Name: Ann Jeanette Santos
Internship, Co-op or Research Site: UMBC Department of Psychology - Behavior Analysis
Position Title: Research Assistant
Current Class Level: Junior
Work Term: Summer 2020
Tell us about your internship, co-op, or research opportunity, including your day-to-day responsibilities.
This research opportunity allows me to work closely with one of the assistant professors at UMBC, Dr. Mirela Cengher, BCBA-D. In Dr. Cengher's lab, the goal is to research procedures that will enhance the learning of individuals with developmental disabilities, most notably, Autism-spectrum disorder. My current duties include reading up on current literature to become familiar to what is known about procedures already in place for behavior analysis, creating experimental materials, such as Institutional Review Board (IRB) documents and Qualtrics surveys, and taking interobserver agreement (IOA) data. Because Dr. Cengher has a special interest in learning about language development and skill acquisition, I have been reading about how individuals learn foreign languages and how individuals best learn new information. Most of my work during quarantine is in preparation for when we are able to return to engaging with participants face-to-face, or for finding online substitutes for projects. I was also graced with the opportunity to learn how to program online experiments using experimental software. Every week I meet virtually with my mentor/supervisor, Dr. Cengher, and we review what I have accomplished for the week and what my goals should be for the upcoming week. Since I work in a team of research assistants, I also meet with the other research assistants every week to two weeks to discuss what we have accomplished individually and as a team.
Describe the process of obtaining your position. When did you hear of the position and submit your application?
At the end of the Spring semester, my PSYC 210 (Psychology of Learning) professor posted an announcement about a research opportunity happening during the summertime. Since the COVID-19 pandemic led to the cancellation of my initial internship opportunity, I was excited to hear that this research opportunity would be held remotely in the comfort of my own home! To express my interest in joining Dr. Cengher's research team, I emailed Dr. Cengher in May and she sent me an Interview Form to complete. After I sent back my interview form, we scheduled a virtual interview a week later and she asked me questions to see if I would work fittingly in her lab. A week later, I was informed of her interest in working with me as her research assistant.
What have you enjoyed the most about your position or organization?
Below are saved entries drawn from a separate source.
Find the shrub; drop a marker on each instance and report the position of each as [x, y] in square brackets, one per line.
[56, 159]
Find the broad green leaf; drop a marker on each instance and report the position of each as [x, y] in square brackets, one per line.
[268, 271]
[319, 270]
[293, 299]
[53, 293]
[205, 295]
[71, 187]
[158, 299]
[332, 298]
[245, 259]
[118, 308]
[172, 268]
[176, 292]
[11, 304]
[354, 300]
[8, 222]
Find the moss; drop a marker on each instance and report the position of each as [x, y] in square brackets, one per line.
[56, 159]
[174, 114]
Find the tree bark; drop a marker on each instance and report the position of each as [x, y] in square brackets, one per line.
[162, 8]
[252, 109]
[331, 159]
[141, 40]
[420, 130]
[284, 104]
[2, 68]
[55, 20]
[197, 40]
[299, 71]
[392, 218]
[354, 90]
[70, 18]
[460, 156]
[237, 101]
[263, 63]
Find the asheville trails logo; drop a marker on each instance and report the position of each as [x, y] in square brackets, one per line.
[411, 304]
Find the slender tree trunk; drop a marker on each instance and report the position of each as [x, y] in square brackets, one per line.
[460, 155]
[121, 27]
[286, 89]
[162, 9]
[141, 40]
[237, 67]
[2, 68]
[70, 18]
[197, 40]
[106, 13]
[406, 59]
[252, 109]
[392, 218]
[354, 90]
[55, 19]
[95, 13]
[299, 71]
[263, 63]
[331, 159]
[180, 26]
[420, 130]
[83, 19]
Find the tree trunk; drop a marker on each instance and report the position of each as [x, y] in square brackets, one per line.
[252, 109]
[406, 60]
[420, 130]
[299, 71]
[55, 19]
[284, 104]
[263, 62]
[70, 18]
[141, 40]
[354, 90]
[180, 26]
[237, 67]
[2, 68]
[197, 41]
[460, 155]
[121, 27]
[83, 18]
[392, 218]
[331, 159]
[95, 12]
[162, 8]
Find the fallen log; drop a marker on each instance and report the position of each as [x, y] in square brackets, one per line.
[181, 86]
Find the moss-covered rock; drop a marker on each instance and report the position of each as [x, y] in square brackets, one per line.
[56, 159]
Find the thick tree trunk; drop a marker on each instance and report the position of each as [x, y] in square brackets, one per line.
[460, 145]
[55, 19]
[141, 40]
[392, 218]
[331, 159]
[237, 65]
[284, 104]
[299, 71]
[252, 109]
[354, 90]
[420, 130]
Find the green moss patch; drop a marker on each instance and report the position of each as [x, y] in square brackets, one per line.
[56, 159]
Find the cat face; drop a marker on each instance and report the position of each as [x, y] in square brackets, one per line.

Working as a research assistant this summer has sparked an interest for pursuing behavior analysis as a career in the future and further ignited my passion for working with children with developmental disabilities in the future. In addition, I have been able to push myself out of my comfort zone to learn things I never thought I would learn how to do. For example, I have had zero experience in programming/coding, and although it was not an easy process, I am proud to say that I have learned a little bit about coding through putting together online research material. Dr. Cengher has also grown to be one of my greatest mentors as she talks me through applying for graduate school, learning more about Applied Behavior Analysis and allowing me to explore my own interests as her research assistant. Although there is work that I have to complete, I have full freedom to let my research mentor know what my areas of interests to study are, as well.
How do you believe you have made an impact through your work?
Through my work, I am helping to improve teaching procedures that will enhance learning for children with developmental disabilities, like Autism-spectrum disorder (ASD). Although there are procedures currently in place to treat children with ASD in Applied Behavior Analysis, much research needs to be done to continue to strengthen ways to teach children using empirical data. Some areas of research are the number of stimuli and order of stimuli concurrently taught within a session.
What advice would you give to another student who is seeking an internship or similar experience?
It takes just a few seconds of courage to discover your full capabilities by stepping out of your comfort zone and being open to new learning opportunities. That is what is ultimately going to prepare you for the professional field.